I went towards Coyoacán and there are complete areas of División del Norte that are blocked because of the same cause.
I drove through Calzada de Tlalpan and from Calzada del Hueso, until Taxqueña, there are lots of buildings in the same conditions; plus those buildings which collapsed during or after the earthquake.
I also saw people sleeping in camps placed next to those properties. Owners who prefer to live in the streets than searching for a new option to live.
I imagine how hard it is to let go what’s yours, of what has given you certainty, safety. It may feel like jumping into the void.
We clinch to the history because we feel safe there, for something really simple “we have survived” and the future looks uncertain.
How Can We Know If We’ll Survive?
The things we’ve been through are safe because we know them. The future is uncertain because we don’t know it. And even when we’ll probably use or resources from the past to face it, it won’t always work, then it has a latent risk factor, sometimes real; sometimes unfounded.
And then we think that “all the past time was better”, because we know it, because seeing it in retrospective it seems comfortable, safe and we feel enough.
It’s just that is a myth, a way of taking ourselves away the real opportunity to build what we want and staying in a place where we feel safe and in “known ground”.
I want to be really clear, because my view it’s not a comfort zone. Actually, I believe that zone doesn’t exist. It’s a safety zone.
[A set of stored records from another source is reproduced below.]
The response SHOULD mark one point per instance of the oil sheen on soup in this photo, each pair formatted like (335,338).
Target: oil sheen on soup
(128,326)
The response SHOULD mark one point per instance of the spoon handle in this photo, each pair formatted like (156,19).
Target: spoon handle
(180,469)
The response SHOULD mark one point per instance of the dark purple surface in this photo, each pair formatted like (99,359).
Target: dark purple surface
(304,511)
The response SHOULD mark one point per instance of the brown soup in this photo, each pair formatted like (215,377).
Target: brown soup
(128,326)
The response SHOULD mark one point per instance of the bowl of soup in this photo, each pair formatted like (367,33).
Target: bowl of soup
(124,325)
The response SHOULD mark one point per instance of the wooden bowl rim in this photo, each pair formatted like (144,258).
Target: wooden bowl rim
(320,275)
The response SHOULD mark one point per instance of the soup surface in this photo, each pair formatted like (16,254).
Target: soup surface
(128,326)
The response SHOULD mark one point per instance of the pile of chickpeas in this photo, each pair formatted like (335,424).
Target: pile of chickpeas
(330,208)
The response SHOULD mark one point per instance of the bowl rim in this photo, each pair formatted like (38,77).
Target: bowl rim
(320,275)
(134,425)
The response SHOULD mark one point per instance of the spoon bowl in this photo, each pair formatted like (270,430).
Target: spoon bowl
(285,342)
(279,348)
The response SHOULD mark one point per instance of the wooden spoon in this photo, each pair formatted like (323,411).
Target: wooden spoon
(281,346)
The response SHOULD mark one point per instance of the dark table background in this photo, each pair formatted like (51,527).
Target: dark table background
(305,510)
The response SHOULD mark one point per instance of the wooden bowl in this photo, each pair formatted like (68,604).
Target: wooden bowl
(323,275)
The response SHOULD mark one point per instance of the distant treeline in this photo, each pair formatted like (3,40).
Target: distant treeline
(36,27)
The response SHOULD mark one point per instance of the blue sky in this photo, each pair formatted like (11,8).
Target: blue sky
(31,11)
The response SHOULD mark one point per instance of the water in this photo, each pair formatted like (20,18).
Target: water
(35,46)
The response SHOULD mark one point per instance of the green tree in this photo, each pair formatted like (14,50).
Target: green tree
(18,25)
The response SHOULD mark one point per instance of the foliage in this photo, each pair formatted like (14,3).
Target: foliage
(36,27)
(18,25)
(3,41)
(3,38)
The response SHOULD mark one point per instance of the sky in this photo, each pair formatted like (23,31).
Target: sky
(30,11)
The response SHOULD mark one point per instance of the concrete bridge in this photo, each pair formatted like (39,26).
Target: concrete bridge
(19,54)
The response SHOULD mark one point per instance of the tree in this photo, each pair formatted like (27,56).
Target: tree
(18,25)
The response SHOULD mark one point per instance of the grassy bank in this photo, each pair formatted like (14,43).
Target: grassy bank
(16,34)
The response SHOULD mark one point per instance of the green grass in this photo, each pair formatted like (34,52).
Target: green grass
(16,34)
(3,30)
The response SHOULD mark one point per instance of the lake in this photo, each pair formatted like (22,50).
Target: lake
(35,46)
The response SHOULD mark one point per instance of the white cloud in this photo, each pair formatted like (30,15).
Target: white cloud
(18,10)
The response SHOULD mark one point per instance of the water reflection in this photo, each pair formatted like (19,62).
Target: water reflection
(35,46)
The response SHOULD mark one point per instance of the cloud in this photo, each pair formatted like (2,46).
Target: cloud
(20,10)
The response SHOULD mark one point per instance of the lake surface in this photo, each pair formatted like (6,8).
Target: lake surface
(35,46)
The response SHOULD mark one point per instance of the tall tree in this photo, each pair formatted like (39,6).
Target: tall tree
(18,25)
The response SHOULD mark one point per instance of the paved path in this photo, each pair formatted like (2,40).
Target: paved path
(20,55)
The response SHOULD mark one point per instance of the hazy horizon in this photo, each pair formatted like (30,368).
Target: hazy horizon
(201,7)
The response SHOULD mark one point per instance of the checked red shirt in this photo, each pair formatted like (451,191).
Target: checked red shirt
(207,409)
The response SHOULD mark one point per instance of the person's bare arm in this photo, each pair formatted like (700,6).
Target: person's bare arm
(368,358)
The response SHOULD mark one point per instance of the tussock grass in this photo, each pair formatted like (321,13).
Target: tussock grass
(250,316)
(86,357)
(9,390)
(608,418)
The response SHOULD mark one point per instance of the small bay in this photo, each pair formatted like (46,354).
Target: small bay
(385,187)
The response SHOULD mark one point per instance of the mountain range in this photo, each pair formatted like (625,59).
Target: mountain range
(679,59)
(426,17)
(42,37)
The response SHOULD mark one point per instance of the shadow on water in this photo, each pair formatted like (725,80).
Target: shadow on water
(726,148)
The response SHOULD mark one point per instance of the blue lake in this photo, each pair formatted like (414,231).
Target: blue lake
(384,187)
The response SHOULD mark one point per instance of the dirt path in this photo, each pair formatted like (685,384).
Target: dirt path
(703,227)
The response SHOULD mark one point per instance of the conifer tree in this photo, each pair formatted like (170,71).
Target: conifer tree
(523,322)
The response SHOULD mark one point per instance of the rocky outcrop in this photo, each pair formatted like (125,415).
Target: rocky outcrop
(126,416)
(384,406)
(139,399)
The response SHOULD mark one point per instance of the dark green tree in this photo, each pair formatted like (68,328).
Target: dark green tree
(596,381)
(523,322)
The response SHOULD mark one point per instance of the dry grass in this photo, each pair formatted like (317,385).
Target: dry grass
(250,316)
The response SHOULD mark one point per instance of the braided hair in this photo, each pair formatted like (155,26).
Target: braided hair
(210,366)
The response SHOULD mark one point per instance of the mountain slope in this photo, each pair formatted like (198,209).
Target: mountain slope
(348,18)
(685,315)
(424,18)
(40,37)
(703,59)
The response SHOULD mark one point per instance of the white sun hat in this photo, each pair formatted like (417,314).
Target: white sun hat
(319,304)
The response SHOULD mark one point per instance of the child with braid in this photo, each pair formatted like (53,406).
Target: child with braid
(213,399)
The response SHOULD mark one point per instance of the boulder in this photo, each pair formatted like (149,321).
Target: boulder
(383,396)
We, human beings, have a primary impulse to take care of our live and in places where we have survived; we believe that we have more chances to survive than in new spaces where we haven’t experience this yet.
The challenge? Stop looking backwards and start facing uncertainty. Overcoming the fear of not knowing what’s coming. allowing myself to dream with what I really want, without conditioning it to my previous experience of what I have and have not accomplished.
And here comes the step that can be lived in a painful, hard way, because we need lo let go the idea (the myth) that what we’ve had is better and realizing that it’s only been safe.
Michael Blumenstein used to say that sadness is the process through which we say goodbye to what’s meaningful for us and we open new possibilities for our future.
No Room for Sadness?
In this world that has reinforced and “selled” so much “happiness” as the only lifestyle, it seems to me that sometimes we think there’s no room for sadness and then, we don’t give ourselves the space to say goodbye and close cycles.
As long as we stay within our history, we’ll never be available for the future. And no past time is better simply because it can’t be changed.
It’s in the future, as uncertain as it may seem, the only space where we have the possibility to build, to plow the land and plant new plants, new trees, a new life; specially if the last one vanished in seconds after an earthquake, a loss, a collapse, or all together.
Where and How Can We Find the Strength to Look Forward?
In our enoughness. In our absolute certainty that while we’ve been alive we have and we are capable of living in life. And as along as we have life we can make it a good life.
Where is your heart? Are you still in the history? Do you miss what’s gone? Or are you in the goodbye process? In the closure process? Starting to look forward? Or looking to the one and only space for possibilities… what’s yet to come, where every future time can be better if you choose to live it like that.